On 25 Sep 2009, at 10:09, Philip Newton wrote:
On Fri, Sep 25, 2009 at 09:54, Dirk Koopman <d...@tobit.co.uk> wrote:
Dirk Koopman wrote:
Now, is there a reasonably reliable way of determining what we
have, on a
string by string basis, to at least tell whether we are dealing
with utf8 or
iso-8859 (not caring which variant) so that I can drive Encode
appropriately
to avoid crashes of the above type. Or how do I completely switch
off utf8
encoding/decoding - everywhere - in an 80,000 line perl app.

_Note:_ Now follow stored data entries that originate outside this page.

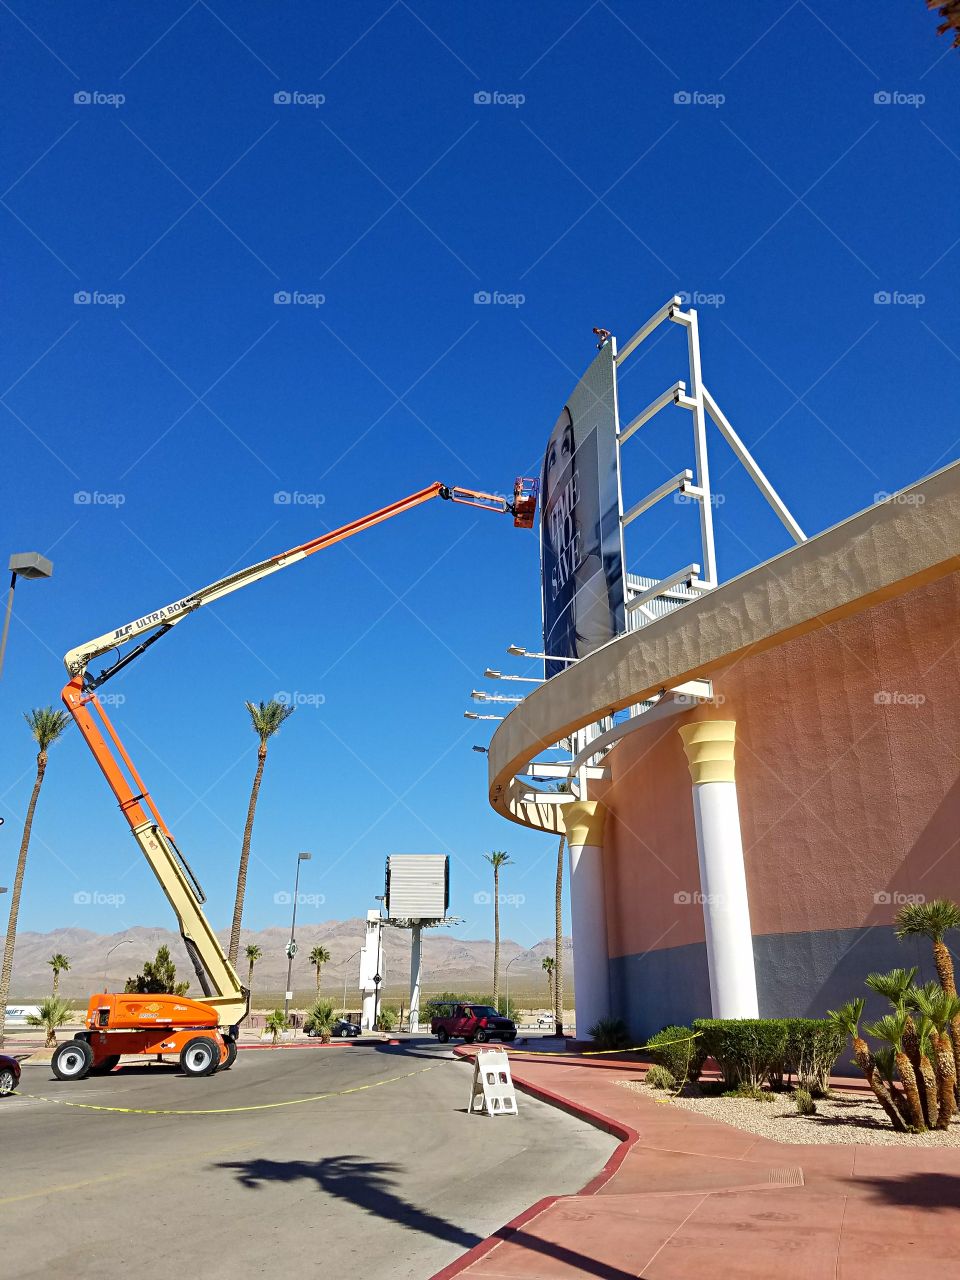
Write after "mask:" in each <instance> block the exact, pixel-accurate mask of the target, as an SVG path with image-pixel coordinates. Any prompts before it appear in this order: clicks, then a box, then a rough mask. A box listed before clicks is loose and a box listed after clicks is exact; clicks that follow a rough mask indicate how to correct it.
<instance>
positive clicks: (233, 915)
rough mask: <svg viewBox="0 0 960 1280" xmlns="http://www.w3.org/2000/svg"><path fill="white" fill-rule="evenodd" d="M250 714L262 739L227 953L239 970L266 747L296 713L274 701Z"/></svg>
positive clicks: (242, 850)
mask: <svg viewBox="0 0 960 1280" xmlns="http://www.w3.org/2000/svg"><path fill="white" fill-rule="evenodd" d="M244 705H246V708H247V710H248V712H250V719H251V724H252V727H253V732H255V733H256V736H257V737H259V739H260V746H259V748H257V768H256V773H255V774H253V786H252V787H251V788H250V804H248V805H247V822H246V824H244V827H243V844H242V845H241V860H239V867H238V869H237V897H236V900H234V904H233V924H232V925H230V945H229V948H228V951H227V957H228V960H229V961H230V964H232V965H233V966H234V969H236V968H237V956H238V955H239V929H241V920H242V919H243V899H244V896H246V892H247V867H248V865H250V841H251V838H252V836H253V819H255V818H256V812H257V800H259V797H260V783H261V782H262V781H264V765H265V764H266V744H268V741H269V740H270V739H271V737H273V736H274V733H275V732H276V731H278V730H279V727H280V724H283V722H284V721H285V719H288V718H289V717H291V716H292V714H293V712H294V710H296V708H294V707H289V705H287V704H285V703H278V701H276V699H275V698H271V699H270V701H269V703H244Z"/></svg>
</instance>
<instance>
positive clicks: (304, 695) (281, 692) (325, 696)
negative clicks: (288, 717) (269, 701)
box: [274, 689, 326, 707]
mask: <svg viewBox="0 0 960 1280" xmlns="http://www.w3.org/2000/svg"><path fill="white" fill-rule="evenodd" d="M274 701H275V703H279V704H280V705H282V707H323V705H324V703H325V701H326V695H325V694H305V692H301V690H300V689H279V690H278V691H276V692H275V694H274Z"/></svg>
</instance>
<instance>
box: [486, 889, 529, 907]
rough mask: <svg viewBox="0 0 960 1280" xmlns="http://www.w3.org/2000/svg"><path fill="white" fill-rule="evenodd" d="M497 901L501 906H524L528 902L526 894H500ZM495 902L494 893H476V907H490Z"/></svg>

As no-one seems interested in this, or may be no-one else has had
these
problems themselves, can anyone suggest a better mailing list to
poll?
I was going to suggest Encode::is_utf8 and/or utf8::is_utf8, but I
wasn't sure whether it would actually solve your problem so I thought
I'd rather stay quiet and hope someone with real-world experience in
utf8 woes would pipe up.
Cheers,
Philip
--
Philip Newton <philip.new...@gmail.com>
http://search.cpan.org/perldoc?Encode::Detect might be of some use to
you. As a general rule, if you have is_utf8 in your code you have a
bug. It does not do what you think it does.